Krish and Prasad go back home and seemingly continue to discuss the events. The next day, Lakshmi calls out for Krish and asks him to help Jenny, since she is possessed again. When they go to Jenny's house, to Krish's surprise, Lakshmi locks him up in a room. It is then revealed that Joshua awoke from his coma and told Lakshmi that during Jenny's exorcism, he found that not only Jenny was possessed by the woman's spirit, but Krish was possessed by Lu Wei's spirit and the possession must have happened when Krish jumped into the well and rescued Jenny. Lu Wei now intends to continue where he left off and targets Sarah for his human sacrifice so that Lakshmi would give birth to a boy. It is shown that a possessed Krish had earlier killed Prasad too, since he found the truth. Krish breaks free and tries to kill Sarah and cause mayhem, but the Chinese mother-daughter spirits overpower him and destroy Lu Wei's spirit from Krish's body as the solar eclipse ends, and Krish gets back to normal.

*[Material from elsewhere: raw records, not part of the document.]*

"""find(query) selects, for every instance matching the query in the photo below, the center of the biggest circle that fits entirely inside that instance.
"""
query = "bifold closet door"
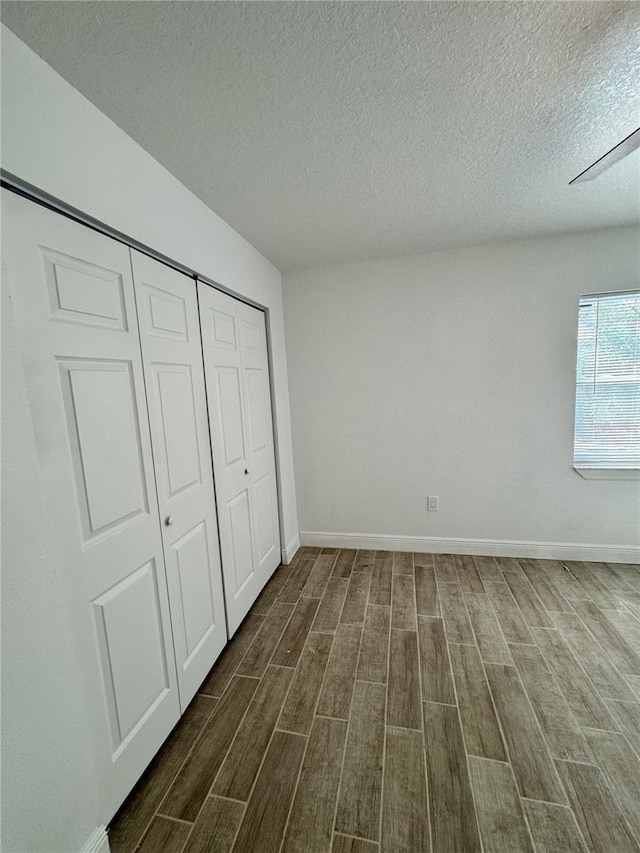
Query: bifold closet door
(239, 398)
(172, 359)
(73, 298)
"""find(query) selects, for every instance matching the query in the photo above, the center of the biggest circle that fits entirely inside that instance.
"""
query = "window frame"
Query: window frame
(598, 472)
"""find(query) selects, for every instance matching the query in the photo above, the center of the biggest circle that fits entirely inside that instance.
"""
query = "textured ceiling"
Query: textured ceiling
(329, 132)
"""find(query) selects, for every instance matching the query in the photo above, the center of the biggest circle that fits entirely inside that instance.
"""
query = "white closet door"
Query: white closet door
(172, 358)
(237, 376)
(74, 303)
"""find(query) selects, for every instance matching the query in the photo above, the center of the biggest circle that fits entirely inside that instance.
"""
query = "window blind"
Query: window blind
(607, 425)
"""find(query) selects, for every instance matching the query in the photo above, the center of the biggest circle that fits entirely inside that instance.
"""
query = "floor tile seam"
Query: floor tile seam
(157, 812)
(386, 711)
(356, 838)
(612, 792)
(499, 622)
(535, 717)
(425, 775)
(463, 738)
(257, 634)
(295, 787)
(257, 776)
(227, 751)
(348, 729)
(535, 593)
(581, 668)
(277, 645)
(568, 714)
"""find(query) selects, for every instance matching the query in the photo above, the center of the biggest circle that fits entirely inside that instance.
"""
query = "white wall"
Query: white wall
(55, 139)
(452, 374)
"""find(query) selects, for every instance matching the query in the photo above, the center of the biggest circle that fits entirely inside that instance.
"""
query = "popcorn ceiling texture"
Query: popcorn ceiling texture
(331, 132)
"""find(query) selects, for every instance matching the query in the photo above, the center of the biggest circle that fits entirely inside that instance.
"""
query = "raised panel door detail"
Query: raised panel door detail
(167, 314)
(81, 292)
(132, 654)
(196, 594)
(104, 432)
(230, 413)
(178, 423)
(239, 511)
(224, 330)
(264, 511)
(257, 399)
(250, 337)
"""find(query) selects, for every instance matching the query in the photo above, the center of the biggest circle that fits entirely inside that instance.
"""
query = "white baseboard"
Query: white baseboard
(289, 552)
(478, 547)
(98, 842)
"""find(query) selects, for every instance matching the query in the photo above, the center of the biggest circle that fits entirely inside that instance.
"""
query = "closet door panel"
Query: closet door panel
(261, 455)
(172, 358)
(74, 304)
(236, 372)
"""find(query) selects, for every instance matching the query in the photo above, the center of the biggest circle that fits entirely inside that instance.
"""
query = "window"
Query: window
(607, 425)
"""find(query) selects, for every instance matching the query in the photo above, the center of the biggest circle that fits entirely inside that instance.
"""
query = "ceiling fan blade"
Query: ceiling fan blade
(629, 144)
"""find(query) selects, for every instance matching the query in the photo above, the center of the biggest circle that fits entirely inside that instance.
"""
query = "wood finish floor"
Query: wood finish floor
(378, 703)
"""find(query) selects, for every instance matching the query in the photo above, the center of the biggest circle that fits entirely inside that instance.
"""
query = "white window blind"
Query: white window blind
(607, 426)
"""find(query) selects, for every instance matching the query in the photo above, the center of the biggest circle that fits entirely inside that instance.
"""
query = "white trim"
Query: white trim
(98, 841)
(484, 547)
(607, 473)
(289, 552)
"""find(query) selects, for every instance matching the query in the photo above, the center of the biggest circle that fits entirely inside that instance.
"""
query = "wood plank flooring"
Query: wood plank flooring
(378, 702)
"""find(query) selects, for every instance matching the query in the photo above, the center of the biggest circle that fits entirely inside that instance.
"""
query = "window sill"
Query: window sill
(608, 473)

A few years later, it is shown that Krish's family and the D'Costas are still good neighbors, while Lakshmi and Krish now have a son, with whom Jenny and Sarah go to play. The screen closes in on the boy's eye, which changes to show double irises, implying that he could be demonic, since he was conceived when Krish was possessed by Lu Wei.

==Production==
The film was planned by Siddharth in June 2016, who revealed that he would work on a horror film alongside actress Andrea Jeremiah to be directed by Milind Rau, who had earlier made the unreleased Kadhal 2 Kalyanam. The title of the film was said to be The House Next Door, and the film was subsequently shot simultaneously in three languages namely Hindi, Telugu, and Tamil. However, the Telugu version was dropped in favor of a dubbed release. The principal photography of the film commenced in August 2016. Some of Atul Kulkarni's dialogues were dubbed from the Tamil version for the Hindi version.

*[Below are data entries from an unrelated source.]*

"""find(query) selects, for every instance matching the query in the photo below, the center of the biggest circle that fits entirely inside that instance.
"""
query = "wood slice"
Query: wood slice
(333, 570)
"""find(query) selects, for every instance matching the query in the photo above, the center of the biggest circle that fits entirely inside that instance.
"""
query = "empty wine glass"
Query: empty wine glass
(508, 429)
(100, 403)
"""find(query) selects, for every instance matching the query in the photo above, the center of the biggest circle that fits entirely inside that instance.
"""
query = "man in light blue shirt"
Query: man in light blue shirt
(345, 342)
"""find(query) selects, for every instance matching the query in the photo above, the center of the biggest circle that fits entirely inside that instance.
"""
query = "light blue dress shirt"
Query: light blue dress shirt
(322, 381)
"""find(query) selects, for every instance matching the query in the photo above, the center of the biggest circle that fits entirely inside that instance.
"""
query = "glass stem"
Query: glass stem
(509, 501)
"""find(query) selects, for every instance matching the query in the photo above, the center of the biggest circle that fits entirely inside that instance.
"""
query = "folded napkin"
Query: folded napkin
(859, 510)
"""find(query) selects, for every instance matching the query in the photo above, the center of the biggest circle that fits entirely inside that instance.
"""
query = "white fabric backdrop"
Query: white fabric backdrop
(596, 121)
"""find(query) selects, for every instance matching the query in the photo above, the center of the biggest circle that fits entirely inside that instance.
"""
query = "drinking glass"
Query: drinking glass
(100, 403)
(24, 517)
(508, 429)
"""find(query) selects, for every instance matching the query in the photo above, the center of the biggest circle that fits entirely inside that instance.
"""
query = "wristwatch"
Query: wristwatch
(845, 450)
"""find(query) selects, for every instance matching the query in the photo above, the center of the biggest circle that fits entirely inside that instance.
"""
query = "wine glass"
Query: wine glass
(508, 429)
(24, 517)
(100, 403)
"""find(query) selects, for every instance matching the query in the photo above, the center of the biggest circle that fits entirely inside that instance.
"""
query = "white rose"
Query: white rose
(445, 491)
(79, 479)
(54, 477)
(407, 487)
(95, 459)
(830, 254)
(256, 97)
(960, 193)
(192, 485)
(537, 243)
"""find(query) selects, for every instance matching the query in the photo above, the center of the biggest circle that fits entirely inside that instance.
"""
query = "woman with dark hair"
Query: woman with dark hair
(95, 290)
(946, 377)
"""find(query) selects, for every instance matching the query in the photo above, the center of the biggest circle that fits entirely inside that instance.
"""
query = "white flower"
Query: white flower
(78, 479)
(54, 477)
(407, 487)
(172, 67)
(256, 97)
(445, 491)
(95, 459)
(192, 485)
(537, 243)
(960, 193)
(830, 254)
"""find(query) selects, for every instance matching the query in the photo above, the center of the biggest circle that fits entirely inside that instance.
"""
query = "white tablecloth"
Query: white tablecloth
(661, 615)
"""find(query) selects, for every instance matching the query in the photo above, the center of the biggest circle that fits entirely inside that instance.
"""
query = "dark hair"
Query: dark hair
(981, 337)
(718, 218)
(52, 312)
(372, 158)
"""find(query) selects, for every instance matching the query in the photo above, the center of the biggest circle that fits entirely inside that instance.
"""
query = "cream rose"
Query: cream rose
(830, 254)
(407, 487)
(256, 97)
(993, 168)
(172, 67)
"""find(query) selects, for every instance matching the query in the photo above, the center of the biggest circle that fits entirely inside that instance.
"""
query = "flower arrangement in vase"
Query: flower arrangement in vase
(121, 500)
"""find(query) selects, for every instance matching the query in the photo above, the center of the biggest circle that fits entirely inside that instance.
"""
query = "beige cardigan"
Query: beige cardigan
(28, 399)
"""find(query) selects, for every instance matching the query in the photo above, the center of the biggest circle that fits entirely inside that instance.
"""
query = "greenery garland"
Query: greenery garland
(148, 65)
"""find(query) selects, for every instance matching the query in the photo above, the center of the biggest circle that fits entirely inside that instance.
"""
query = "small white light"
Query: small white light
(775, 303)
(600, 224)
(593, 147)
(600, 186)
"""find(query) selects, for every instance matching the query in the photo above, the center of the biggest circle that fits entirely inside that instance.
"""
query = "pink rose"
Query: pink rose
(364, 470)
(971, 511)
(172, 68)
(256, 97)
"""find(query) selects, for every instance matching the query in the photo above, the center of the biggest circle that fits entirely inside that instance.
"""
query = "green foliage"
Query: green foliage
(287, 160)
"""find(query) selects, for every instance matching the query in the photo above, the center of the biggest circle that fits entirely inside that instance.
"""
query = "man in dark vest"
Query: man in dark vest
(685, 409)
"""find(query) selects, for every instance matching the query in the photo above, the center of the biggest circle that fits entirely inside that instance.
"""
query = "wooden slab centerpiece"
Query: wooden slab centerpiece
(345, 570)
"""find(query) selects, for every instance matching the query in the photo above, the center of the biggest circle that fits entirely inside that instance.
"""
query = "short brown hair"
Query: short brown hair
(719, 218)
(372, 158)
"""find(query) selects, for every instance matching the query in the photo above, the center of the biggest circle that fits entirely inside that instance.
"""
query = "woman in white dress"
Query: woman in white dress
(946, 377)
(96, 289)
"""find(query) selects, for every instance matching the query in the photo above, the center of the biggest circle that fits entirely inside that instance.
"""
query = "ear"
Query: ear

In October 2016, Andrea Jeremiah revealed that the shoot of the film was over.

== Music ==

- Hindi tracklist
- "O Mere Sanam" - Benny Dayal
- "Ye Waqt Maut Ka Hai" - Suraj Jagan, Shilpa Natarajan
- Telugu tracklist
- "Kaatukka Kanne" - Sathyaprakash, Chinmayi
- "Yevadura" - Shilpa Natrajan, Mark Thomas
- "Xiao Xiao Ma" - Chen-Yu Maglin, Poorna M

Tamil tracklist
| No. | Title | Lyrics | Singer(s) | Length |
|---|---|---|---|---|
| 1. | "Kaarigai Kanne" | Muthamil | Vijay Prakash, Shakthisree Gopalan | 5:20 |
| 2. | "Yaarada" | Girishh, Muthamil | Andrea Jeremiah, Mark Thomas | 4:25 |
| 3. | "Xiao Xiao Ma" | Chen-Yu Maglin | Chen-Yu Maglin, Poorna M | 2:25 |
| 4. | "Aval Theme" |  | Instrumental | 1:54 |

== Reception ==

=== Aval ===
Manoj Kumar R of The Indian Express rated 4 out of 5 and noted that "will test your immunity to horror films". Thinkal Menon of Times of india gave 3.5 stars out of 5 and wrote that "To say the least, Aval joins the list of well-made horror flicks made in Kollywood". Haricharan Pudipeddi critic of Hindustan Times wrote that "Siddharth’s film is treated with the same level of seriousness, and there’s never a dip in the tone" and gave 3.5 stars out of 5. India Today also rated 3.5 out of 5.

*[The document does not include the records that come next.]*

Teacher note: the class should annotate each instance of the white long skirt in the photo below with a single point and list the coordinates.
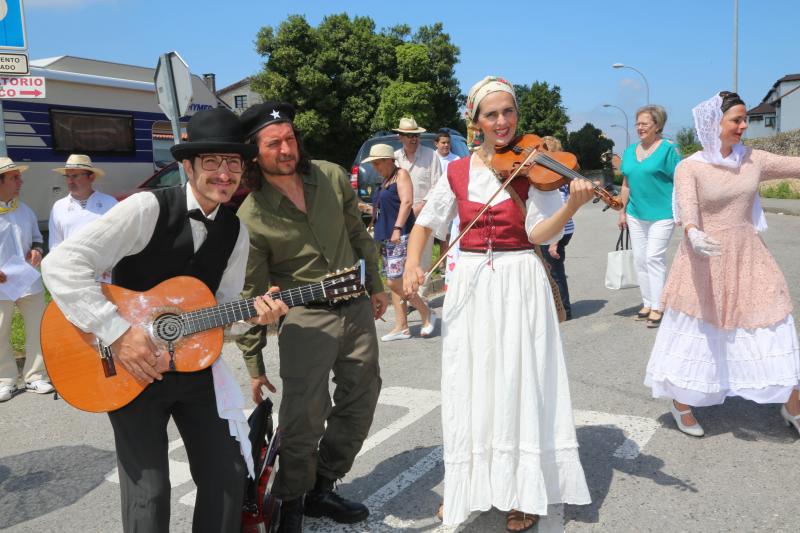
(699, 364)
(509, 436)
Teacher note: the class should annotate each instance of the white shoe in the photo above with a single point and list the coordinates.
(695, 431)
(427, 330)
(396, 336)
(40, 386)
(789, 419)
(7, 392)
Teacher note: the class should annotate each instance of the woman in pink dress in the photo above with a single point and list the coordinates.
(727, 328)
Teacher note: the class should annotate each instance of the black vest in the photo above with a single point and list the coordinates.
(170, 251)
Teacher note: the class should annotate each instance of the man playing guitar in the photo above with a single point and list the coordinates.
(146, 239)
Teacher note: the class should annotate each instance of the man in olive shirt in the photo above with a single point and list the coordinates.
(304, 223)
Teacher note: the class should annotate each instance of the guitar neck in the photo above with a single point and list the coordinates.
(224, 314)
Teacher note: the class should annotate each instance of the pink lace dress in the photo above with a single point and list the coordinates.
(727, 328)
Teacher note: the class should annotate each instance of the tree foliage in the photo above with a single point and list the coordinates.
(687, 141)
(541, 111)
(589, 144)
(346, 79)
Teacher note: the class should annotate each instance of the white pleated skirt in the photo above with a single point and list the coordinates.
(699, 364)
(509, 435)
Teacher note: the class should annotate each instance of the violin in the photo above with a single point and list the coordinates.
(546, 170)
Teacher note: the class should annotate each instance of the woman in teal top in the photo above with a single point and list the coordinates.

=== The House Next Door ===
Anna M. M. Vetticad rated the film 3.5 out of 5 stars and wrote, "The House Next Door is excellent fare for masochists who enjoy being repeatedly jolted in their seats in an unlit movie half". Pallabi Dey Purkayashta of The Times of India gave the film the same rating and wrote, "Despite a stretched second half, The House Next Door is one that compels you to look over your shoulders". A critic from IANS rated the film 3 out of 5 and wrote, "If you are a fan of the genre, you are advised to pay this shiver-giver a visit". Udita Jhujhunwala of Scroll.in wrote, "The House Next Door is very well crafted and a commendable addition to the genre".